The colonists and sailors gathered around the cross, holding the first formal prayer service in Virginia to give thanksgiving for God’s mercy and grace in bringing them safely to this new land. As they knelt in the sand, Hunt reminded them of the admonition of the British Royal Council, taken from the Holy Scripture: “Every plantation, which my Heavenly Father hath not planted, shall e rooted up.” Raising his hands to heaven, Rev. Robert Hunt claimed the land for country and king and consecrated the continent to the glory of God.
In response to the vision of the two Richard Hakluyt’s – a vision that had been adopted by many of these original settlers – Rev. Robert Hunt stood as a representative of the King, the Church, and the people of England, in a sacred moment, and dedicated the new continent to the purpose of God.
This was the first official act by the English in the New World.
In covenantal language he declared, “…from these very shores the Gospel shall go forth to not only this New World, but the entire world.”
Jamestown became the first successful and permanent English colony.

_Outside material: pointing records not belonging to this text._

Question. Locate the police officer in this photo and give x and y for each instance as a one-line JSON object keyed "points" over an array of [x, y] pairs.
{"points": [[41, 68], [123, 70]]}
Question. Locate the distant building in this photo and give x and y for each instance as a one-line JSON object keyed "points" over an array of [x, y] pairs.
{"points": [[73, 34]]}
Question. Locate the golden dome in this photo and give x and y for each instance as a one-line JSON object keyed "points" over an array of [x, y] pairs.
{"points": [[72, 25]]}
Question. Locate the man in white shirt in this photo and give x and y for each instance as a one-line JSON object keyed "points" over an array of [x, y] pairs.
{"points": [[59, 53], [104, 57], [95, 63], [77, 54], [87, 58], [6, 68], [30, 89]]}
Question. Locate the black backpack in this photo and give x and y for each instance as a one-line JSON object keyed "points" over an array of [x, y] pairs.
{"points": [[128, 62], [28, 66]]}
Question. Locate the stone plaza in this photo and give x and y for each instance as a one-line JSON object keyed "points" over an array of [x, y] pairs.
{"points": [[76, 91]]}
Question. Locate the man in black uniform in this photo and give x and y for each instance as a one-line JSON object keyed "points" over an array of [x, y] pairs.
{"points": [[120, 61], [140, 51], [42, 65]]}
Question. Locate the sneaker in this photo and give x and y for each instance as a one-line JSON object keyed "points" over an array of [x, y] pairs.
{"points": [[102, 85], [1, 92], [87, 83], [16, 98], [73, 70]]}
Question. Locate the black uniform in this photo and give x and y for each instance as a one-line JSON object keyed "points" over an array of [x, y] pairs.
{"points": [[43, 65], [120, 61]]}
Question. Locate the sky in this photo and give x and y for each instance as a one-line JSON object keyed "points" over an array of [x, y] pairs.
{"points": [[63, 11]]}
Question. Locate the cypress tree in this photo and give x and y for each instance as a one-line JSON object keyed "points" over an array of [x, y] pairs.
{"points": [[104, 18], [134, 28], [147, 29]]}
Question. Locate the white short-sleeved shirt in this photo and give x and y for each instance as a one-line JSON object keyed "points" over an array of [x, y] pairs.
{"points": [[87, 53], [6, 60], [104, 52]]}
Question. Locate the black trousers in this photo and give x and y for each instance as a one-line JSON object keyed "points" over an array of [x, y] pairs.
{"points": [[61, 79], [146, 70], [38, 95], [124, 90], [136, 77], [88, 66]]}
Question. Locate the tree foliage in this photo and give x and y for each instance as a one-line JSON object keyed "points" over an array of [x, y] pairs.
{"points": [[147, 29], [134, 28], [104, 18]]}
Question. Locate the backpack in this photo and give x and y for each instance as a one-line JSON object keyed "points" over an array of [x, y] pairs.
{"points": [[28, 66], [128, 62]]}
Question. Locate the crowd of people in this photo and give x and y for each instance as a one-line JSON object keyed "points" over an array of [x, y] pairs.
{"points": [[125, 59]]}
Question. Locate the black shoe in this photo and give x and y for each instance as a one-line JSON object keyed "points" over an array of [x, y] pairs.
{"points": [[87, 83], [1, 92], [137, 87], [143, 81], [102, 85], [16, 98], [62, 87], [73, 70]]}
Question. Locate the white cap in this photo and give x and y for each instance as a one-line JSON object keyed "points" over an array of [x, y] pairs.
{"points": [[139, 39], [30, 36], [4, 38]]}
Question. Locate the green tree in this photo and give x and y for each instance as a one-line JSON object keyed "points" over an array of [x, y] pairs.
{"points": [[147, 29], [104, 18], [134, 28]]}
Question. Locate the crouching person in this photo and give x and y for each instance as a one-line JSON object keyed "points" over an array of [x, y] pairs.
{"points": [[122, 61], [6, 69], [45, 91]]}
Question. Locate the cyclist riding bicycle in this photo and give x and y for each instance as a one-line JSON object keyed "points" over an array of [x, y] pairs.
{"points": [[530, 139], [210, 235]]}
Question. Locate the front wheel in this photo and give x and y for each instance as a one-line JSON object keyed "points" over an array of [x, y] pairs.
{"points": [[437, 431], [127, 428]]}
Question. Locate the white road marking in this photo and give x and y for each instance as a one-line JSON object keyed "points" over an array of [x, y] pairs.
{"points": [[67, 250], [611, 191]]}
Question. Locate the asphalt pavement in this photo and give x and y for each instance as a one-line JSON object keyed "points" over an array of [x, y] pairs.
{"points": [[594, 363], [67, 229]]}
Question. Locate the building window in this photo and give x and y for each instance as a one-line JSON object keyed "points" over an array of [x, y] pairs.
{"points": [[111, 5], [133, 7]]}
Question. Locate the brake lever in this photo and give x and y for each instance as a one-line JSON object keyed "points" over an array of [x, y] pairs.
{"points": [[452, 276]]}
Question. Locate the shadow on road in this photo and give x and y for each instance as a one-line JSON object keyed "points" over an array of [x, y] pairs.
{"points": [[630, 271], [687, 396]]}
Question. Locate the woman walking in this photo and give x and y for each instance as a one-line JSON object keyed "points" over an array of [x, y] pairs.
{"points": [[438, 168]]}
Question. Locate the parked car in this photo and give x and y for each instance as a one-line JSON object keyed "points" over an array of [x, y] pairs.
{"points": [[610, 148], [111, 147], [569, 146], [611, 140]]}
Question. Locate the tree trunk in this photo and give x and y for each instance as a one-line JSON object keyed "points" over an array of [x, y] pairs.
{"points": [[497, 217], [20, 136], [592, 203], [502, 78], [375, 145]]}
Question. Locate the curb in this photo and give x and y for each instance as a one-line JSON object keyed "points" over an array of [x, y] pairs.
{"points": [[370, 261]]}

The first Protestant church services were held there by Robert Hunt under an old sail until the first church building was erected. In Jamestown, colonists came together for prayer three times a day and the church was at the center of the town. It was also the site of the first representative government in North America, the Virginia General Assembly, which is now the third oldest continuous legislature in the world.
Long before the original settlers landed at Cape Henry, the Holy Spirit was at work through a godly man, preparing the way for a continent to be dedicated to His glory and for His purposes. Of Hakluyt, it has been said, "England is more indebted for its American possession than to any man of that age."
As Rev. Robert Hunt prayed on that fateful day in April, 1607, their “plantation” was not “rooted up.” From these humble beginnings, and later through other English colonies planted throughout North America, freedom flourished, allowing for unprecedented prosperity and peace. And by God’s providence, Rev. Hunt’s prayer continues to bear fruit, “…from these very shores the Gospel shall go forth to not only this New World, but the entire world.”